In “A Pail of Air”, science-fiction writer Fritz Leiber imagines an ill-fated Earth, torn from the warmth of the Sun by a passing dark star. Without heat, the atmosphere freezes, precipitating into layers of terrestrial snow and leaving an inhospitable, vacuum-like landscape. One lonely family manages to survive this cataclysm by constructing a makeshift, leaky shelter. Here, life is sustained by scooping up pails of frozen oxygen from outside, which are placed by a central fire to thaw and replenish the space with breathable air. Indeed, air is one of the most immediate and vital resource needed for life functions, and much like the cold world described by Leiber, Mars has little of it. It’s an environment of extremes, with a dusty wisp of atmosphere, meeting frozen vistas where vital resources are locked beneath crimson regolith. To sustain life on Mars, yet alone entertain the dream of permanent habitation, we must first establish mediums within which all this may reside… pockets of air.
Pockets of Air is a proposition, not simply for a colony, but for a construction methodology that may help realize it. Automation is vital in the early stages of any such effort, due to the extreme environments that would, by necessity, prioritize sustaining human life over the broader objective of establishing a foothold. Similarly, the cost of importing material from Earth is prohibitive, justifying the need for building methods that utilize local resources. Embracing these restraints, autonomous agents are deployed to establish an orbital and surface infrastructure, with the capacity to operatively manipulate the Martian environment. These agents consist of an orbital “Solar-Array,” a ground-based “Seed-Module,” and a family of “Drones.” Because of limited solar radiation hitting any given point on the Martian surface, juxtaposed by the high energy requirements for certain manufacturing processes, the Solar-Array acts to subsidies required inputs. It captures additional sunlight directly, which it converts and transmits via lasers to the ground-based Seed-Module. The Seed-Module utilizes some of this energy for material processing, while redirecting surplus to peripheral drones. In concert, powered by the Solar-Array, the Seed-Module and Drones construct two-dimensional composite mesh membranes across prepared regolith surfaces. Upon completion, the Solar-Array refocuses its apertures, converting sunlight into microwave radiation that penetrates the regolith beneath these membranes. Just as the bucket of frozen air was thawed by a fire in Leiber’s fictional world, the heating of the subsurface-regolith causes off-gassing of volatiles, inflating the membranes to create pressurized, dome-like structure. Within the newly erected, enclosed environment, Drones engage in adaptive and subtractive manufacturing techniques, parametrically 3D printing structures and excavate the regolith.

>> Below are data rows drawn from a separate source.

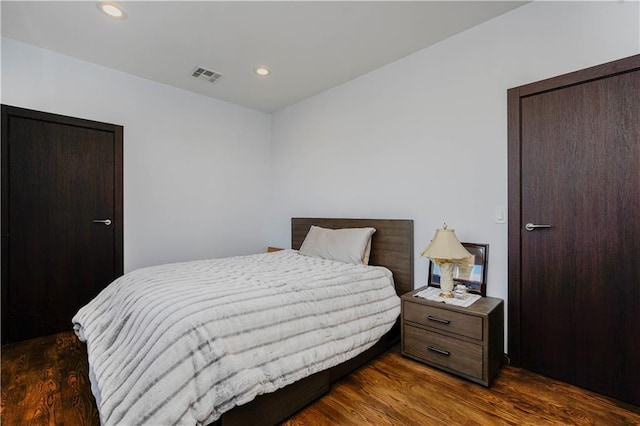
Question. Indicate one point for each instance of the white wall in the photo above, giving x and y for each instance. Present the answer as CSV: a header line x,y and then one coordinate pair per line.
x,y
425,138
196,170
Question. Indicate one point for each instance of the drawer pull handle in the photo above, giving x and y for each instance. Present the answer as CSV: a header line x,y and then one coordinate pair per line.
x,y
430,318
439,351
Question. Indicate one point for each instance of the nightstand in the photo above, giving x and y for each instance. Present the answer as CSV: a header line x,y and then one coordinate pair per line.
x,y
468,342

By pairing historical architecture typologies with automation and emerging fabrication methods, a unique Martian Vernacular begins to emerge. With each new structure taking shape, a surficial-cellular-agglomeration of irregular, interconnected domes, housing a diversity of biospheres, begins to populate the landscape. These pockets of air create the spaces needed to establish a foothold, a medium in which everything else can happen.